Late Postoperative Complications - Long-Term Loops
- Posterior Capsular Opacification (PCO)
- Most common; proliferation of lens epithelial cells (LECs) → Elschnig pearls, Soemmering ring.
- Symptoms: ↓ Vision, glare.
- Tx: Nd:YAG laser capsulotomy.

- Cystoid Macular Edema (CME) - Late/Chronic Irvine-Gass Syndrome
- Persistent or recurrent months post-op.
- Risks: Diabetes, uveitis, complicated surgery.
- Tx: Topical NSAIDs/steroids; intravitreal anti-VEGF/steroids if refractory.
- Intraocular Lens (IOL) Issues
- Decentration/Dislocation: Zonular weakness, capsular phimosis, trauma.

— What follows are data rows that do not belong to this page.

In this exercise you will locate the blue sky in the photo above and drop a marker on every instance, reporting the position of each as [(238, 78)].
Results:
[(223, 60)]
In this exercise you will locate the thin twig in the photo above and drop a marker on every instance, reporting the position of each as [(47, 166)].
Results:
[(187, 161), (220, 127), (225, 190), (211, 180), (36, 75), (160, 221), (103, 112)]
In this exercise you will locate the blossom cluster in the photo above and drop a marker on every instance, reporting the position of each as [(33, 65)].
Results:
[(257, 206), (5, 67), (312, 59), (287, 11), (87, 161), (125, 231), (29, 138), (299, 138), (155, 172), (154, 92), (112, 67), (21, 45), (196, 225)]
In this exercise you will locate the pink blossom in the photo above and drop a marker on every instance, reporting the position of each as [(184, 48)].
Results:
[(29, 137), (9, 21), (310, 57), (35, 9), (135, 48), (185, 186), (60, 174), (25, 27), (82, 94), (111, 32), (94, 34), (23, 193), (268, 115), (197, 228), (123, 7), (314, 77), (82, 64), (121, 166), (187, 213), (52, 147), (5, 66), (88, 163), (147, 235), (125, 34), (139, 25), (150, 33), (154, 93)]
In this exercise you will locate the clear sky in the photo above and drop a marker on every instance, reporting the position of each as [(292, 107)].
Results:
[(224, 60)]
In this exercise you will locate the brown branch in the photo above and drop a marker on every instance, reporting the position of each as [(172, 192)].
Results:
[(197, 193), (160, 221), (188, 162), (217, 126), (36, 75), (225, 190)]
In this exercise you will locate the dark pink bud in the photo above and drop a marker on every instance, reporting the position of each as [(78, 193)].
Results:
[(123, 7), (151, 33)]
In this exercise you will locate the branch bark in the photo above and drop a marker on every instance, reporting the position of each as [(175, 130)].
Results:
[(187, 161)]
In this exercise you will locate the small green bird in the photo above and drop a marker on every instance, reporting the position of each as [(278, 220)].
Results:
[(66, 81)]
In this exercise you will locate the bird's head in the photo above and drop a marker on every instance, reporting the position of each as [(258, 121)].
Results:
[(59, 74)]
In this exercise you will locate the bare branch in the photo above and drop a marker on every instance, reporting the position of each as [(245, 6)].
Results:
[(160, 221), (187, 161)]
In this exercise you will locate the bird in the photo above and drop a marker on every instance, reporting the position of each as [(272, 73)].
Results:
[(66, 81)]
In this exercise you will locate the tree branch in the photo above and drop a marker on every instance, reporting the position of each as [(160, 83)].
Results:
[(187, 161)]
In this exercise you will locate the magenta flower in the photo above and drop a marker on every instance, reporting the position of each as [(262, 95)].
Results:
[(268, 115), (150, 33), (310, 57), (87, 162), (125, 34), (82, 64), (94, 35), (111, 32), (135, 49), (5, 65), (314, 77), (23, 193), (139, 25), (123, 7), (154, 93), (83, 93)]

- IOL Opacification: Glistenings (common, usually benign), calcification (rare, visually significant).
- Uveitis-Glaucoma-Hyphema (UGH) Syndrome: IOL chafing iris/ciliary body.
- Secondary Glaucoma
- Steroid-induced, pupillary block (adhesions, IOL malposition), UGH Syndrome.
- Chronic Postoperative Endophthalmitis
- Low-grade infection (e.g., P. acnes, fungi).

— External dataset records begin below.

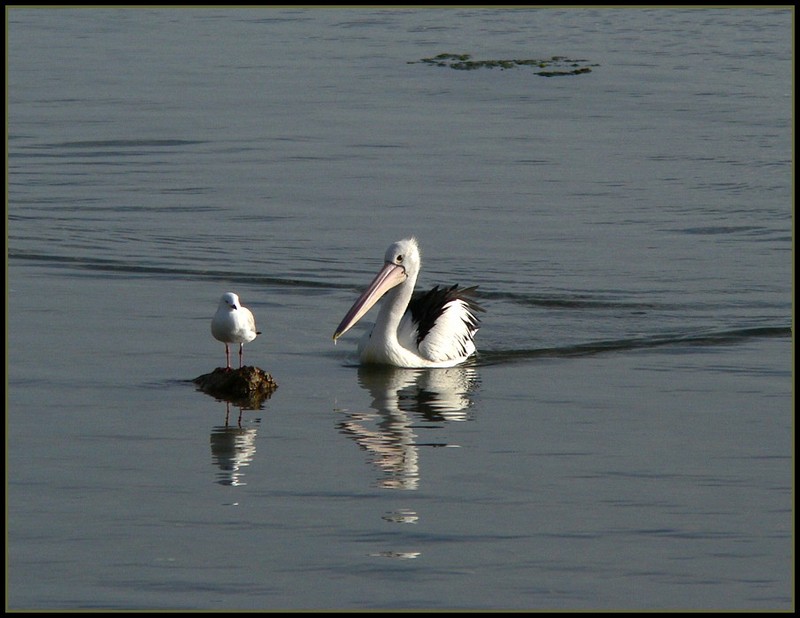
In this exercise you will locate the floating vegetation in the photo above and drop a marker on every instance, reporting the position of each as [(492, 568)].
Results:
[(555, 65)]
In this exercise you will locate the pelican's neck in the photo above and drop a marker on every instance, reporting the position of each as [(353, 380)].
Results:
[(393, 307)]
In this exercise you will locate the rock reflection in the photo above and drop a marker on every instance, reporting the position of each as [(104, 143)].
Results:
[(232, 448), (400, 398)]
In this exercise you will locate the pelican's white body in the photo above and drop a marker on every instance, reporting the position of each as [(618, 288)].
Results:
[(395, 338)]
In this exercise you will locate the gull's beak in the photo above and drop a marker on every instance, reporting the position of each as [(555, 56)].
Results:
[(390, 276)]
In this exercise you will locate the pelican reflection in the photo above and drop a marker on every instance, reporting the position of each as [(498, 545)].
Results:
[(405, 401)]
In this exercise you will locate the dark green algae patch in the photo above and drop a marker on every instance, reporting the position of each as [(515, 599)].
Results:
[(550, 67)]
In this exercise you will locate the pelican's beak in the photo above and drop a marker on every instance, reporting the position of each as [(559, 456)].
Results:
[(390, 276)]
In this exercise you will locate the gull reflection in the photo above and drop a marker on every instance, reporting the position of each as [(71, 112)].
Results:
[(232, 448), (400, 398)]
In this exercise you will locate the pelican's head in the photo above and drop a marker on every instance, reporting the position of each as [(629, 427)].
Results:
[(401, 262)]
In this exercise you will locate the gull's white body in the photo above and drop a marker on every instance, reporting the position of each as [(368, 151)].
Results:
[(233, 323)]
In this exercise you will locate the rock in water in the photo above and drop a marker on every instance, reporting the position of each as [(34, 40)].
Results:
[(246, 387)]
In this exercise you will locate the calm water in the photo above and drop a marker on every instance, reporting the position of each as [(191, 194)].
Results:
[(624, 438)]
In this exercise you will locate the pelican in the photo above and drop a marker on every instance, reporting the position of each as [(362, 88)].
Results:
[(423, 329), (233, 323)]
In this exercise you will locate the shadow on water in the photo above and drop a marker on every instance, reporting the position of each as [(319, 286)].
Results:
[(405, 401), (689, 340)]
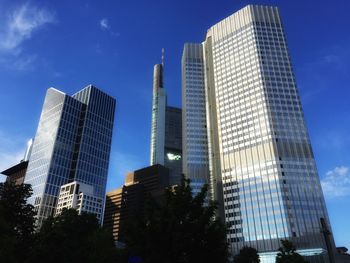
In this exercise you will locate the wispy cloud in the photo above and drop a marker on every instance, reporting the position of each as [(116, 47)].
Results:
[(336, 182), (104, 24), (20, 25)]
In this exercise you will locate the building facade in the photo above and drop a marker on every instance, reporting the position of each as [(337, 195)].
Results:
[(72, 143), (261, 163), (127, 202), (80, 197), (166, 131), (195, 162)]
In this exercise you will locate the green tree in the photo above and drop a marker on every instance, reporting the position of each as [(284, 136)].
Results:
[(179, 229), (287, 253), (247, 255), (17, 222), (70, 237)]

- Symptoms: Mild, persistent uveitis, white plaque on IOL/capsule.
- Tx: Intravitreal antibiotics, possible IOL explantation.
- Retinal Detachment (Pseudophakic RD)
- Incidence: 0.5-2%. Higher risk in myopia, intraoperative posterior capsular rent.
- Symptoms: Floaters, flashes, field defect.
- Pseudophakic Bullous Keratopathy (PBK)
- Corneal endothelial decompensation → chronic corneal edema.
- Risks: Pre-existing endothelial dystrophy (e.g., Fuchs'), surgical trauma.
- Tx: Corneal transplant (DSEK/DMEK/PKP).
⭐ PCO is the most frequent late complication following cataract surgery, often managed effectively with Nd:YAG laser capsulotomy.
High‑Yield Points - ⚡ Biggest Takeaways
- Posterior Capsular Opacification (PCO): Most common late complication; treat with Nd:YAG laser.
- Acute Endophthalmitis: Most feared early complication (2-7 days); Staph. epidermidis common.
- Cystoid Macular Edema (CME) / Irvine-Gass: Painless vision loss, peaks 4-12 weeks post-op.
- Retinal Detachment: Risk ↑, especially with high myopia or posterior capsule rupture.
- Toxic Anterior Segment Syndrome (TASS): Sterile inflammation (12-48 hours); differentiate from endophthalmitis.
- IOL malposition/dislocation: Can cause significant visual symptoms, may need repositioning.